I’ve been laughing out loud reading a book on the Dead. This passage, while not one of the comic bits, is testimony to the close proximity between artistry shared by jam bands and djs alike. Deadhead ravers have always grooved on this — the Dead after all were masters of the transition from song to song.
The link that follows this quote is to a stream of the song in question: “The Other One” It’s a 68 performance and historical in its own right.
From Dennis McNally’s “A Long Strange Trip”
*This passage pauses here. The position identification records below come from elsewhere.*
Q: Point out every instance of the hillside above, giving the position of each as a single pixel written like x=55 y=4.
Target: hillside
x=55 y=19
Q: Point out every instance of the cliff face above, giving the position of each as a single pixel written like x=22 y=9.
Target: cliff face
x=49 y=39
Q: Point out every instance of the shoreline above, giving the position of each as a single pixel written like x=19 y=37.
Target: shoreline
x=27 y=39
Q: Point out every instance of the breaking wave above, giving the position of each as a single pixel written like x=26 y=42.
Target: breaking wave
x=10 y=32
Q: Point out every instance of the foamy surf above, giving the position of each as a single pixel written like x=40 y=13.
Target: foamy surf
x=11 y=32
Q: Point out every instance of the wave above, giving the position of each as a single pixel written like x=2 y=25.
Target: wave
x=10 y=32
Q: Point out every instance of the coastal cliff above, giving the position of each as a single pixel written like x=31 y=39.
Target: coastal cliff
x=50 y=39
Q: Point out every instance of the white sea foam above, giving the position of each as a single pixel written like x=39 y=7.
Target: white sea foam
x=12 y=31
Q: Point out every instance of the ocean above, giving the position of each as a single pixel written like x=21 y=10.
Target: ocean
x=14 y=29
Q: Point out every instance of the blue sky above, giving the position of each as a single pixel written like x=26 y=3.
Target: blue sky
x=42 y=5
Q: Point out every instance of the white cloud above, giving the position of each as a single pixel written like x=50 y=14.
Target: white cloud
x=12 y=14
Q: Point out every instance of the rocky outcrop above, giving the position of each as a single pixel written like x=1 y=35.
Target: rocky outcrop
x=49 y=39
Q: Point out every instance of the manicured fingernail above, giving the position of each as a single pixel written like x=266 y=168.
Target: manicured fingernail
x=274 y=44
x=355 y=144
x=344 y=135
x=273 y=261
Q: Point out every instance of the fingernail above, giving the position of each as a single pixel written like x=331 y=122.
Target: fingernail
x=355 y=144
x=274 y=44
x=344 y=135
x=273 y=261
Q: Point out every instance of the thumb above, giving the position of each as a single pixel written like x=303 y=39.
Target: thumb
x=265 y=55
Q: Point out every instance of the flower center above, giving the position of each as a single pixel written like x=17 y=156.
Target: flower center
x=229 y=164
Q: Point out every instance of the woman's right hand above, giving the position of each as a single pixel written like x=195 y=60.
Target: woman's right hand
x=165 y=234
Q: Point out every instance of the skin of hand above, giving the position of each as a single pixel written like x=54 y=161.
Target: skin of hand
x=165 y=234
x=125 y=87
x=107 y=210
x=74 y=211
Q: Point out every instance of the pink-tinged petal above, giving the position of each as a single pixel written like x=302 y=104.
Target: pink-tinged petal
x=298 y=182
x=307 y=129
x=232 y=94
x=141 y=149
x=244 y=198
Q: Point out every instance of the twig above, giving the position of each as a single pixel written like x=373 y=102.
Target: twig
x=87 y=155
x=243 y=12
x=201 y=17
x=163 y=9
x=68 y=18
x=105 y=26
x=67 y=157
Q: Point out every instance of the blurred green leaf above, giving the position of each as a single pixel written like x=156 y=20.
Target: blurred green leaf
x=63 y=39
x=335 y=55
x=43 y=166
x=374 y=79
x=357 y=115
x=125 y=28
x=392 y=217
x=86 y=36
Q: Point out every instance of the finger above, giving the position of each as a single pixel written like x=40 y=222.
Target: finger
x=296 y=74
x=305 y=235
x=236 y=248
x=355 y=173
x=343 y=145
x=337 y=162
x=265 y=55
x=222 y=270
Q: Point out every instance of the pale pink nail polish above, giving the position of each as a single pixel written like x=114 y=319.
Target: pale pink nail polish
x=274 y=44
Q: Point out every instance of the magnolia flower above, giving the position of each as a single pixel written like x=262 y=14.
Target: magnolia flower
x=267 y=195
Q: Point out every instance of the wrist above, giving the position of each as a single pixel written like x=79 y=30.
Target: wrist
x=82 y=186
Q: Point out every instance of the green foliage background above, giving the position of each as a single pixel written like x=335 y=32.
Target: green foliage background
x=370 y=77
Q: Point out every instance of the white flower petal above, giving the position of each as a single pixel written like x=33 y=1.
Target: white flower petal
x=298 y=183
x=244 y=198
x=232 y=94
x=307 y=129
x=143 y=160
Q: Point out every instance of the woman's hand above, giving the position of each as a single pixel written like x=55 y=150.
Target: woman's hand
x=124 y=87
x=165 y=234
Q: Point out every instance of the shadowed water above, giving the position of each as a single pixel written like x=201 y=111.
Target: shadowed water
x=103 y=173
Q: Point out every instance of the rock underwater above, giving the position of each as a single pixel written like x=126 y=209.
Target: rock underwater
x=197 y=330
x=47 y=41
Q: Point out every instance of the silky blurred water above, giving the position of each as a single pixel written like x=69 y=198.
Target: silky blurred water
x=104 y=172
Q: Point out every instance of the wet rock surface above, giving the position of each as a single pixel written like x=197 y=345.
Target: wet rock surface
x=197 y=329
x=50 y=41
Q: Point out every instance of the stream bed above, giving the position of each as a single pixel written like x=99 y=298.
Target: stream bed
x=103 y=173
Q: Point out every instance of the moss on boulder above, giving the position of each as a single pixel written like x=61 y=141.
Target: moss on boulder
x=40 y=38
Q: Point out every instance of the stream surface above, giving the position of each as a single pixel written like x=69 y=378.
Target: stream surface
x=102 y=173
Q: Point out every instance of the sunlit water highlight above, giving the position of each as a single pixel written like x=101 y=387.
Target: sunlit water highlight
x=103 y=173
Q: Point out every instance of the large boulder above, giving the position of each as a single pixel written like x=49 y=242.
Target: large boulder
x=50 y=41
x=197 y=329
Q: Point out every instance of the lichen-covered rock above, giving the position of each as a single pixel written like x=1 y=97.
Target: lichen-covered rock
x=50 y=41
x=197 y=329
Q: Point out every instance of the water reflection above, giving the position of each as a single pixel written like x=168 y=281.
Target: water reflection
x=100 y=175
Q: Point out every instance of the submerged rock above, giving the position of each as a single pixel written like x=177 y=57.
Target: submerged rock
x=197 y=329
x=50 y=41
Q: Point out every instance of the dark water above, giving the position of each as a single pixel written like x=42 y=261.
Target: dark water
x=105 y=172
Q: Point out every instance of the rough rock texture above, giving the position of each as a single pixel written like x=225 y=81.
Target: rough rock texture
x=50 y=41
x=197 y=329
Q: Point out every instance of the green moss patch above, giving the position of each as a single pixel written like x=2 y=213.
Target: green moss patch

One of the fundamental rhythms of world music is the clave, the shave-and-a-haircut-two-bits rhythm that came to be identified in rock and roll with th songs “Bo Diddley” and “Not Fade Away,” what Bo Diddley, whose drummer Clifton James had perfected it, called “the sanctified rhythm.” Now the Dead would take it to another level. Two drummers made for two rhythms, and Bo Diddley’s 1-2-3-4 became fours and sixes. “That was the first time that six was ever really swung in rock, was made into a rock and roll groove,” said Hart. “Because I was adding the triple while Billy was playing the shuffle, the backbeat to a sort-ofakinda shuffle, and I was on the tom-toms, which suggested more of a primitive, primal… you had the backbeat, and you also had the rolling 1-2-3-4-5-6… then Bill would stay in fours, and I would play eight in six, or six in eight, and time would be broken and we’d go off…. So ‘The Other One’ was more than a six, or more than an eight. It was the interlocking parts, and how they went together…the phrase was very often never completed. Remember, we were doing a lot of acid then, so linear progression was distorted. So we would just drop the one, we would get lose, we would call it the pulse. We would go on the pulse, so all of a sudden the pulse would lead us to a place, and we were completely lost, we didn’t know where the original one was, so instead of struggling with the one, we would establish a new one, and that was the telepathy that me and Billy had. And they would catch on to our telepathic one, and they would latch on. When the third person went to it, it became legitimate. It would stay illegitimate for a certain amount of time, and we would be able to fly or float on the pulse, and there was no need to sound the one or recognize the one. Sometimes the one was known, and we’d let it go untouched. Other times we all pounced on it and sounded it and made it into a one. Sometimes we would hint at the one and come off it and never do it twice. A new language was being born a new rhythmic language was being born in the Grateful Dead. That’s the magic of ‘The Other One.’ Free of the basic 4/4 box of almost all rock and roll, the now polyrhythmic Dead now had what Hart called a “license to travel.”